Stochastic representation of processes with resetting

TL;DR

This paper introduces a comprehensive stochastic framework using jump-diffusion models to analyze processes with resetting, providing analytical tools and extending results to non-homogeneous cases, applicable to a wide range of stochastic systems.

Contribution

It presents a novel stochastic representation for processes with resetting, enabling analytical and simulation-based analysis, and extends fundamental properties to non-homogeneous resetting scenarios.

Findings

Derived fundamental properties of Brownian motion with Poissonian resetting.

Established explicit probability density functions and moments.

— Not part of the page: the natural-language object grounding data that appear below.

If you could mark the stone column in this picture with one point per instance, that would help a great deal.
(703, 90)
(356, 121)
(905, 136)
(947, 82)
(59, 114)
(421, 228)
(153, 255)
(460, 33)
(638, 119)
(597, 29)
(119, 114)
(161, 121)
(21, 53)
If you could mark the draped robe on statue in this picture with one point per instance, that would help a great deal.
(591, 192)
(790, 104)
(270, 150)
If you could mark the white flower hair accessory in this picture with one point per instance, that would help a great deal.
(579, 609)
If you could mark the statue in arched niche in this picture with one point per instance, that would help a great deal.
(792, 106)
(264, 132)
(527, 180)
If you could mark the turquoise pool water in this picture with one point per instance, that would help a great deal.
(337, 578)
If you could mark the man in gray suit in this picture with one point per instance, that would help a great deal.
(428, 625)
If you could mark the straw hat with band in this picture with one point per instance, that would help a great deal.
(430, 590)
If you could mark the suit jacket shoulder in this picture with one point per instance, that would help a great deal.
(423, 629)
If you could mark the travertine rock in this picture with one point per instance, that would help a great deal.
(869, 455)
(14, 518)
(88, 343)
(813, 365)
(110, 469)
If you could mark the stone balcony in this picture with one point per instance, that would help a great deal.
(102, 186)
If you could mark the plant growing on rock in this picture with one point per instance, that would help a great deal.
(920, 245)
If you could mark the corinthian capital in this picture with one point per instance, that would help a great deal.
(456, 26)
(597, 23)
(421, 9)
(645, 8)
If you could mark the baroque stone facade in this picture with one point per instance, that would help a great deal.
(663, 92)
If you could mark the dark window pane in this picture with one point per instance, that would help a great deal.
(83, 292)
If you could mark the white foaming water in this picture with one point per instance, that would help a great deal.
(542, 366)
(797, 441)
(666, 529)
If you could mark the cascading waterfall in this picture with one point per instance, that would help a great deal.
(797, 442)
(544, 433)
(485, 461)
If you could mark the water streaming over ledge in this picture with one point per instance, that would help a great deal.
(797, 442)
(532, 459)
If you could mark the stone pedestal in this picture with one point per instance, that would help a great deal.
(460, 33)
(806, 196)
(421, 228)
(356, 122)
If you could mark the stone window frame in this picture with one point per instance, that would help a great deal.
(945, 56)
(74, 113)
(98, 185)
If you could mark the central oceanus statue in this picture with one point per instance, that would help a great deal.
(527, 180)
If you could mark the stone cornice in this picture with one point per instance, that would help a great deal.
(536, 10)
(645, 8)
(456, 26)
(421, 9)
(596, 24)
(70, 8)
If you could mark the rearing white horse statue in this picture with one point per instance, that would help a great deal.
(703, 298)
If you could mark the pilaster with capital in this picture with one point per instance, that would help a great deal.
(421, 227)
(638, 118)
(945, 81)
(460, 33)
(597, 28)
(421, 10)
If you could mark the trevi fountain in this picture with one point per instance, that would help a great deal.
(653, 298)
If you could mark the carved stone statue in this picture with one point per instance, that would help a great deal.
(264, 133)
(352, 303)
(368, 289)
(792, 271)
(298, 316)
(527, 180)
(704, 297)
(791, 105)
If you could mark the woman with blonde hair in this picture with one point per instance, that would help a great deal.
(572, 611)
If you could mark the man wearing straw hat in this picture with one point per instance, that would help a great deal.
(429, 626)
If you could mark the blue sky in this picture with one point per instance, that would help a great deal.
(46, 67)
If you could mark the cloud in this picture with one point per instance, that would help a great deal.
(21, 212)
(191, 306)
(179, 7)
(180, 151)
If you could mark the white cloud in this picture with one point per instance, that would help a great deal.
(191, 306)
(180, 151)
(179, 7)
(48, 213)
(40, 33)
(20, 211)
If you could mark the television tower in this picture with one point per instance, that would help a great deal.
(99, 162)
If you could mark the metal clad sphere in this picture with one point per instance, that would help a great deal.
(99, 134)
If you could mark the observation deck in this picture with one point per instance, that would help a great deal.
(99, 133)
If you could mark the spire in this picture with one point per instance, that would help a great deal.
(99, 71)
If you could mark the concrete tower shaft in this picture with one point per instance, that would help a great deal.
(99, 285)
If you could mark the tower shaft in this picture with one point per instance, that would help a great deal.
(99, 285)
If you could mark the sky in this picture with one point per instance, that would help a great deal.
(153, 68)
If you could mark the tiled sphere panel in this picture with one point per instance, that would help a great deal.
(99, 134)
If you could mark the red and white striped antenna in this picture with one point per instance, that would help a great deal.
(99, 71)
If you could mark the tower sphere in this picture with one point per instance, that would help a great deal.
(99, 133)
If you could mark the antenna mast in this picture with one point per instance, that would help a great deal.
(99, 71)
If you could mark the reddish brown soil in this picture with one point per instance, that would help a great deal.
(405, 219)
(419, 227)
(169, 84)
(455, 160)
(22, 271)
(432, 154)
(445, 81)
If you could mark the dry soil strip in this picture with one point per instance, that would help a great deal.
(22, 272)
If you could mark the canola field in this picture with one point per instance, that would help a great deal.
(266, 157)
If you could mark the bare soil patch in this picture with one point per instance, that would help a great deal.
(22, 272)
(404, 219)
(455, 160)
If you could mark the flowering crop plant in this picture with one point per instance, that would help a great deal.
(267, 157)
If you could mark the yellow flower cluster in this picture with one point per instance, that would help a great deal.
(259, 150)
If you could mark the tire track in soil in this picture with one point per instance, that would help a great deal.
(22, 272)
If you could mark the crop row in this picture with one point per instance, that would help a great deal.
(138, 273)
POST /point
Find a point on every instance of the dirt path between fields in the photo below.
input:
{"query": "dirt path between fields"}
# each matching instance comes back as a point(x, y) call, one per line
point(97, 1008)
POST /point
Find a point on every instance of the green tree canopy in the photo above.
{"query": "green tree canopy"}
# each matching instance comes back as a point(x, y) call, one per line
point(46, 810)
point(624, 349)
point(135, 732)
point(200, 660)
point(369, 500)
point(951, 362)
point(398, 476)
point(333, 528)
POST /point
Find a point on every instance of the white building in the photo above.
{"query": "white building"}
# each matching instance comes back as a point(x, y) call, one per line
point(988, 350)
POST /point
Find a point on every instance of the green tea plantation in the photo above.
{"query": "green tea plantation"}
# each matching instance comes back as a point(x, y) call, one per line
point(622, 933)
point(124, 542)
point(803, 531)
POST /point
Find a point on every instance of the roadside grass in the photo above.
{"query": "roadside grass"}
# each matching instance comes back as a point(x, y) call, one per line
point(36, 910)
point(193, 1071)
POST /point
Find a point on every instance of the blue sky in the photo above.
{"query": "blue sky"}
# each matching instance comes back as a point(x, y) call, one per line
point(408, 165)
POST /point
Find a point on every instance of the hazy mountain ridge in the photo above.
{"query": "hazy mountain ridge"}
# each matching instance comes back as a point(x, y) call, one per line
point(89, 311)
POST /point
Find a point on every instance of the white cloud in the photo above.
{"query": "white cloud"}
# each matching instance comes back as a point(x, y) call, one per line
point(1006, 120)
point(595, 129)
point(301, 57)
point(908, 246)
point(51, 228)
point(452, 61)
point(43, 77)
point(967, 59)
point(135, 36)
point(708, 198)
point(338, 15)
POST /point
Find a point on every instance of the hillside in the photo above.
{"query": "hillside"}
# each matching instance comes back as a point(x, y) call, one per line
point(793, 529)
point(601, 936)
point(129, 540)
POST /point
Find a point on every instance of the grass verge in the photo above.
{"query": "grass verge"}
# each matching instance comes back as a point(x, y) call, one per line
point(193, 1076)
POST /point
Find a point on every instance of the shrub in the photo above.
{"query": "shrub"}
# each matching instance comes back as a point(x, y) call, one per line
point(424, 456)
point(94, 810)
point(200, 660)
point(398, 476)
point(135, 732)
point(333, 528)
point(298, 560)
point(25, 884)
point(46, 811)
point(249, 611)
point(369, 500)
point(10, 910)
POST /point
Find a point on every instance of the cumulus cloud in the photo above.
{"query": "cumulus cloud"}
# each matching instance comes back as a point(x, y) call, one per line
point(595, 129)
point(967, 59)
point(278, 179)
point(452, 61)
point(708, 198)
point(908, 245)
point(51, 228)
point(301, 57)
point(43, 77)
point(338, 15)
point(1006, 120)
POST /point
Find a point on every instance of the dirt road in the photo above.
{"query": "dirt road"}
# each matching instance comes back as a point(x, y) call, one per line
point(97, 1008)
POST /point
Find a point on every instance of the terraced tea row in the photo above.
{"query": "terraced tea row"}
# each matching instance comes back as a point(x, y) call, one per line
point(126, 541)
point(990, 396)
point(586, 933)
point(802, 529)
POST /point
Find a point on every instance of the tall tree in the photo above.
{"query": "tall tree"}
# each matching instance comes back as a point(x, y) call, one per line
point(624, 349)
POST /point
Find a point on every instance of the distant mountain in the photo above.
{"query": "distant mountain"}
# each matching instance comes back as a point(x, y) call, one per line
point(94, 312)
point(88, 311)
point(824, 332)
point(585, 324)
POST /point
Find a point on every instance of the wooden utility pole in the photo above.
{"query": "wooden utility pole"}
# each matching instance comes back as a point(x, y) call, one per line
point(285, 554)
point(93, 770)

Extended results to time-nonhomogeneous resetting cases.

Abstract

In this paper we introduce a general stochastic representation for an important class of processes with resetting. It allows to describe any stochastic process intermittently terminated and restarted from a predefined random or non-random point. Our approach is based on stochastic differential equations called jump-diffusion models. It allows to analyze processes with resetting both, analytically and using Monte Carlo simulation methods. To depict the strength of our approach, we derive a number of fundamental properties of Brownian motion with Poissonian resetting, such as: the It\^o lemma, the moment-generating function, the characteristic function, the explicit form of the probability density function, moments of all orders, various forms of the Fokker-Planck equation, infinitesimal generator of the process and its adjoint operator. Additionally, we extend the above results to the case of time-nonhomogeneous Poissonian resetting. This way we build a general framework for the analysis of any stochastic process with intermittent random resetting.